А он, все еще стоя на коленях, мотал головой с таким остервенением, словно отбивался от злого шмелиного роя. И в наступившей тишине Анфиса услыхала тяжелый и пока еще неясный шум, который, как волна, стремительно и грозно катился над землей.
— Стой! — хрипло и отчаянно закричал Афанасий Николаевич, поднимая руку к потемневшему небу, словно он захотел остановить грозный шум, который уже гнул и ломал деревья в сосновом бору.
«Да кому это он приказывает? Совсем зашелся мужик», — подумала Анфиса и обернулась. Но Афанасия Николаевича не оказалось на прежнем месте. Он бежал полем и, грозя кулаками, кричал:
— Стой! Стой, говорю! Не то делаете!
Столбы лунной пыли завивались вокруг него, падали под ноги и снова взмывали над полем. И Анфису тоже подхватило и понесло, как травяную сушинку.

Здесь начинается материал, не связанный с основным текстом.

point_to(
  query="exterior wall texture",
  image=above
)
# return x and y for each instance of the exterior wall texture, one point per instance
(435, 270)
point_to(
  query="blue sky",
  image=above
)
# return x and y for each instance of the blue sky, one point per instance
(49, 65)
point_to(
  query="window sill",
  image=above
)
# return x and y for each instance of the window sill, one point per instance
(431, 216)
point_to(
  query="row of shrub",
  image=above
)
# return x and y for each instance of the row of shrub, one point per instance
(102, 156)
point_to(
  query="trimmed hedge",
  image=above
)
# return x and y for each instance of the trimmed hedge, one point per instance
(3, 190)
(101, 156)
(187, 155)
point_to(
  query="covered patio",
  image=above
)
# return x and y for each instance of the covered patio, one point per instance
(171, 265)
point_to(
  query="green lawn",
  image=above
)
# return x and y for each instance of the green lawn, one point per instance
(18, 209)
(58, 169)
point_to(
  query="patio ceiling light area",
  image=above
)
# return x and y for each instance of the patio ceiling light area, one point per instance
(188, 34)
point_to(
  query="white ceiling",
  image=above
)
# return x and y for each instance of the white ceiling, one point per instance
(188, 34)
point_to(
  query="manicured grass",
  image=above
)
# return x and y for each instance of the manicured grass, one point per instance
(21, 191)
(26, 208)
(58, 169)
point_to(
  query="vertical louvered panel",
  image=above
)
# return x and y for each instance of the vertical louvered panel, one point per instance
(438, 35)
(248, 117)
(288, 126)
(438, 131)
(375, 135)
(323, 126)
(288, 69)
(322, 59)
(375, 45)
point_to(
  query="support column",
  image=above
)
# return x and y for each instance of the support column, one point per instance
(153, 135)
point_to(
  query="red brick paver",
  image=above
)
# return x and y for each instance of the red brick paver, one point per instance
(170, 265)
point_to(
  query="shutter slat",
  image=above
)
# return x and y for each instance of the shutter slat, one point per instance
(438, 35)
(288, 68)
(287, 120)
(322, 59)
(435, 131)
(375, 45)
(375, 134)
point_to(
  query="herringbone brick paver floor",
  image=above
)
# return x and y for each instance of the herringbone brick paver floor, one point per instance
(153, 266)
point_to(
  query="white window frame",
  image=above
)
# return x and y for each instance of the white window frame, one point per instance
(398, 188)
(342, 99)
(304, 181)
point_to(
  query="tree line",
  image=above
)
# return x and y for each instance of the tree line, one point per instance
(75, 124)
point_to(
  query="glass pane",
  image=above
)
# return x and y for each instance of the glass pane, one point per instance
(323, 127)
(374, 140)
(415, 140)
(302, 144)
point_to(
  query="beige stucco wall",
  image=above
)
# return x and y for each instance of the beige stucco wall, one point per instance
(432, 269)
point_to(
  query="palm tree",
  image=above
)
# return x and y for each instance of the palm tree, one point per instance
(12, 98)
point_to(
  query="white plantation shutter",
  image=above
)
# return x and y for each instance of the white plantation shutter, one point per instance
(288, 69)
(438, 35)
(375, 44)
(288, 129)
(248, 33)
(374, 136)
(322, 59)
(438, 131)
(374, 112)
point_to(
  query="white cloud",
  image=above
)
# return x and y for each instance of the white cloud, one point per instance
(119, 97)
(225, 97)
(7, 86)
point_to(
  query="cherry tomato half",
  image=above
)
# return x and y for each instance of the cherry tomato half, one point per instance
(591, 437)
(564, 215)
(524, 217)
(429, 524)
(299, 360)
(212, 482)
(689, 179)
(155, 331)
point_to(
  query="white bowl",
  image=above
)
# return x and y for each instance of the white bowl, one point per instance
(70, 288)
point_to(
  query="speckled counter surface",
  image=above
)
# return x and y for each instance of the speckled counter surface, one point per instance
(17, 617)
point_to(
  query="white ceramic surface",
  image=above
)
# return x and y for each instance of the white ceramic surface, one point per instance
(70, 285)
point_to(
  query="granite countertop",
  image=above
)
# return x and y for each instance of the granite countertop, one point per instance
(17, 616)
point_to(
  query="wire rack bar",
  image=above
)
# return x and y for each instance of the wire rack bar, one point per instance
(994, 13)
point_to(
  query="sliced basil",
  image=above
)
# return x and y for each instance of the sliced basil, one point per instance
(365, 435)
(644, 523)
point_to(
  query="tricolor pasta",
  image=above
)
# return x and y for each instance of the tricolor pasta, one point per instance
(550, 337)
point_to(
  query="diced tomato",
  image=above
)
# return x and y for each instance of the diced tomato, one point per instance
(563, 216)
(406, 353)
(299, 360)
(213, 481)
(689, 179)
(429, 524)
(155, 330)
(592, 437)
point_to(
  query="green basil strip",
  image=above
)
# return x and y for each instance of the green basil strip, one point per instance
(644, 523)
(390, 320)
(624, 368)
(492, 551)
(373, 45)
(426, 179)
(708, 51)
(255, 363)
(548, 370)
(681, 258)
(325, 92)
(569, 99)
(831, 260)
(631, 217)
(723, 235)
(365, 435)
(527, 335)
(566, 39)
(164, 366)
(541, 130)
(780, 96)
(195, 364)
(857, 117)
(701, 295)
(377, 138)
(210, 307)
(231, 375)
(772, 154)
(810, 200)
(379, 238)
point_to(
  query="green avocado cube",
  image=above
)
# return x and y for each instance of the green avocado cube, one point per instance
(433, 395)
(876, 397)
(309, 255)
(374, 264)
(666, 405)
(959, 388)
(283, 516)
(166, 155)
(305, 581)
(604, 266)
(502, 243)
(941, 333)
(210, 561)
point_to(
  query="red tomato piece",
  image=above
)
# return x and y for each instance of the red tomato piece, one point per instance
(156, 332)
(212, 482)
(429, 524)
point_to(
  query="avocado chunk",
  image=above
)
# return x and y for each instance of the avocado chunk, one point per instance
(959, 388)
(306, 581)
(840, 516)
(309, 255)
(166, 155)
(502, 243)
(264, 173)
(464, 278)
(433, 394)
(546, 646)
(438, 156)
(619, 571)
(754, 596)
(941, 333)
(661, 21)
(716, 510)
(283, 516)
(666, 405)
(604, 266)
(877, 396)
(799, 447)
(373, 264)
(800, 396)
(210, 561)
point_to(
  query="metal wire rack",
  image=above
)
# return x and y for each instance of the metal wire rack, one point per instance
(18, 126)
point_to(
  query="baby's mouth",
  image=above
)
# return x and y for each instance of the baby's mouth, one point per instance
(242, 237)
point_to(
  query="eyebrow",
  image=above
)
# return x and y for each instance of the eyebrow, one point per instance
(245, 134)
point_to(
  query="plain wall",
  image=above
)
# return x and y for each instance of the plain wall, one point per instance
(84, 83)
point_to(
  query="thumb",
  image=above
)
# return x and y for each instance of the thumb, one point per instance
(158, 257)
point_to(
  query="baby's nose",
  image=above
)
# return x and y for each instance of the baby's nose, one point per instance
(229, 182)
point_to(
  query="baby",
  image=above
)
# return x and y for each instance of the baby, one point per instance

— Господи! Да что это на тебя накатило? Да куда же ты меня-то волокешь? — запричитала она, сама удивляясь, как это ее ноги несут, и только старалась как бы не упасть. Но она не удержалась и упала, налетев на тот же стог, где только что разговаривала с Афанасием Николаевичем.
9
Нина и сама поняла, что совсем не то они делают, что уже поздно думать о вывозке, успеть бы только укрыть зерно, спасти от неминуемой гибели: ураганом не развеет, так дождем прибьет.
И все тоже это поняли, потому что не успела еще она распорядиться, как все сами начали сбрасывать мешки, наполненные зерном, и плотно составлять их вокруг незатаренного зерна.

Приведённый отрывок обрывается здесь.